Przy czym punktacja za wiatr szczególnie na tej skoczni niekoniecznie to oddaje, co dobrze wytłumaczył w wywiadzie Kubacki.
Jeśli na dole nie ma pod narty a przynajmniej neutralnie to nic nie pomoże. Wystarczy minimalny wiatr pod narty na dole i odlatuje się 20-30m więcej. A wiatr potrafił dzisiaj wiać odwrotnie na progu niż na dole, co się w punktacji oczywiście kompensuje, ale w wynikach już nie. Wystarczy zobaczyć też kogo w pierwszej serii konkursu wiatr wyeliminował, sztandarowy przykład to oczywiście Lanisek.
Tak jak już napisałem pewna obniżka u Wąska jest, ale nie taka by nie awansować do konkursu w normalnych warunkach...

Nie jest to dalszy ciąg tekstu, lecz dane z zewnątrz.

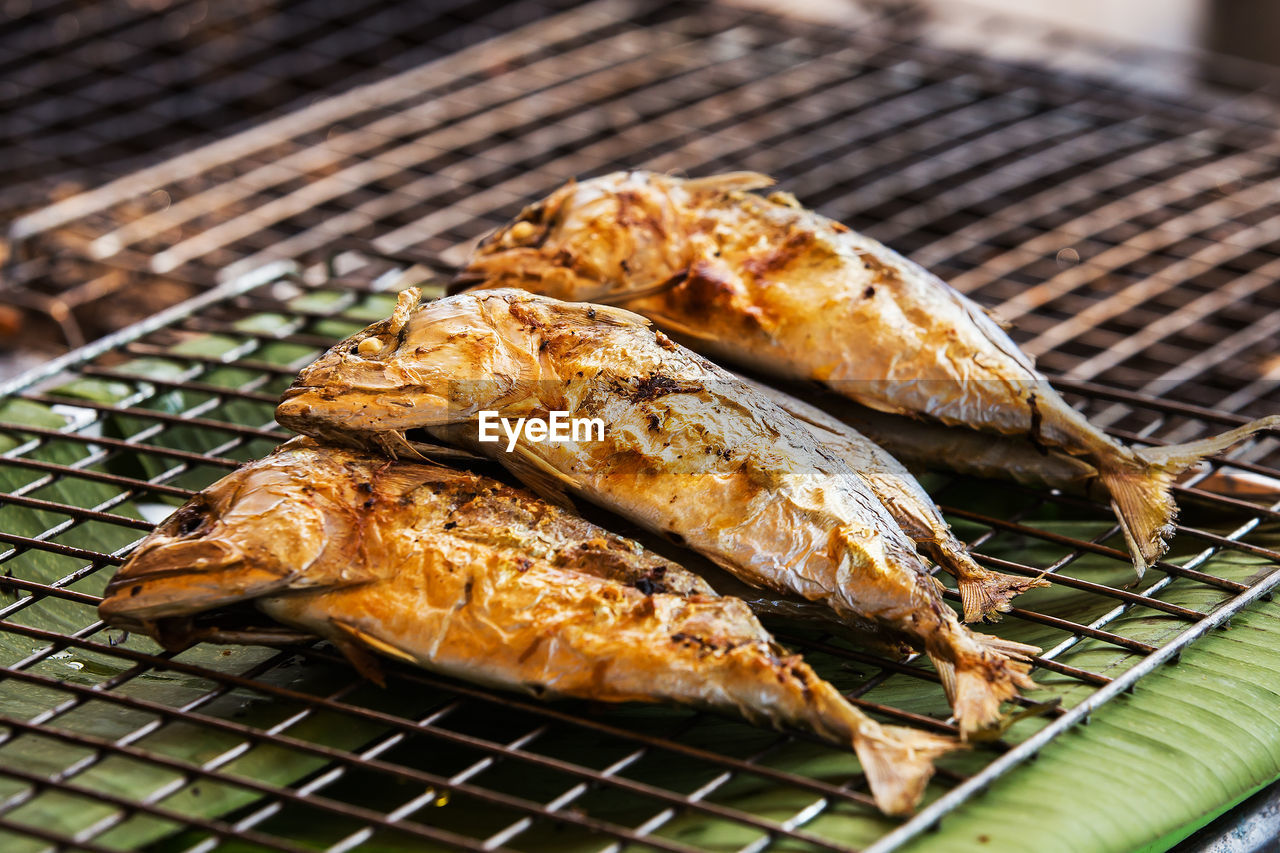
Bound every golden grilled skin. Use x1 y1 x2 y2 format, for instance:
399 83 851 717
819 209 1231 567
741 377 1048 622
460 172 1280 575
276 289 1030 735
100 438 956 815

Tak naprawdę wszedłem by napisać o czym innym, mianowicie braku awansu Noriakiego Kasai. Nie okazał się co prawda najsłabszym z Japończyków, ale to już były drugie, czyli ostatnie kwalifikacje z grupą krajową. Jutro już nie będzie miał szansy, następna teoretycznie dopiero za rok. Teoretycznie bo już teraz ją dostał dzięki szczęśliwemu zbiegowi okoliczności, a za rok trudno oczekiwać by był w lepszej formie. Można więc podejrzewać, że niestety była to już ostatnia próba dostania się go do konkursu PŚ i dorobku występów już nie powiększy. A odgrażał się, że chce dobić do 600. Nie powiem, życzę mu tego, ale to musiałby wejść do podstawowej kadry Japończyków na cały następny sezon. Byłby to niewątpliwie wyczyn nie do pobicia, nawet jeśli ani razu nie zdobyłby punktów :)
(21.01.2023, 11:18)
Marcin81Poprawka - czwarty konkurs bez punktów dka Wąska
(21.01.2023, 08:04)
Marcin81Wąsek faktycznie obniżył loty, tutaj trafił na loterię ale w sumie to już trzeci konkurs bez pkt - ów. Do Austrii nie ma sensu go puszczać, niech potrenuje w spokoju. Dałbym szansę Wolnem, to urodzony lotnik, gdzie ma się odrodzić jsk nie na mamucie?...
(21.01.2023, 08:03)
Marcin81Wiatr do 1,9 m/s? Przeprowadzanie na siłę konkursu takich warunkach nie ma sensu. Chyba , że wiatr się uspokoi ale na to bym nue liczył
(21.01.2023, 07:53)
skifan@ marmi
Wąsek blamuje się coraz bardziej, niestety. Nie miałeś zatem racji co do jego stabilizacji na wysokim poziomie, ale wcale mnie to nie cieszy. Odwrotnie. To smutne. Wolałbym, żebyś miał rację i żebyśmy mieli w nim mocny punkt drużyny. Ale na razie to jednak tylko pobożne życzenia. Szkoda. Miłego dnia.